Asked to elaborate, Miller said: "If Republicans win the governor's mansion, we're going to see a one-party dominance. Prospects of that would be very bad for Kentucky and very bad for our children's future."
That invites obvious questions about all the years of Democratic party dominance, when Democrats year in and year out held the governorship, the General Assembly, both U.S. Senate seats and most of Kentucky's U.S. House seats, and why Republican dominance would be worse.
Miller allowed that "the Democratic Party might not be the party for every state in this country. But in a state like Kentucky, where more families are in lower and middle incomes, this should be a Democratic state."
The GOP likely would argue that having a lot of poor families is all the more reason for change.
The Democratic message apparently will be that Democrats are the party of working families and that Fletcher, the 6th District congressman, has nothing of substance to offer if he wins the governorship.
Fletcher's Democratic opponent, Ben Chandler, said his party must establish "a theme of helping people: the average citizen, the average Kentucky family. This is the message we're going to get out this fall."
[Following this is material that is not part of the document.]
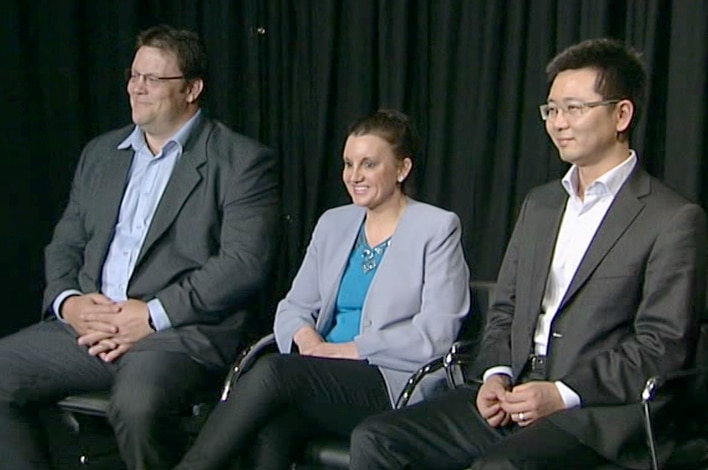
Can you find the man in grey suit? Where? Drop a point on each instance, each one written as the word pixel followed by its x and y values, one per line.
pixel 154 270
pixel 601 287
The Democratic rally included tough talk about working hard at the grass-roots level and of being "energized" for November. It even included talk of being underdogs, something that would have been unthinkable 20 years ago.
"These Republicans don't know Democrats," said Moretta Bosley, the party chairwoman. "They underestimate us, and that's fine. I like being underestimated."
I believe you are correct. He also carried W VA. which totally caught the RATs by surprise. Now if only New England would join the rest of the country and start moving Right. No signs of that happening I'm afraid.
That's their line, and it is powerful, but the truth is just the opposite, even at the state level, lower and middle income people benefit more from conservative themes, like right to work laws, friendly tax structure for business, etc.
When the person who signs your check is the declared enemy of your government, you suffer.
Can it be that people are waking up to this truth?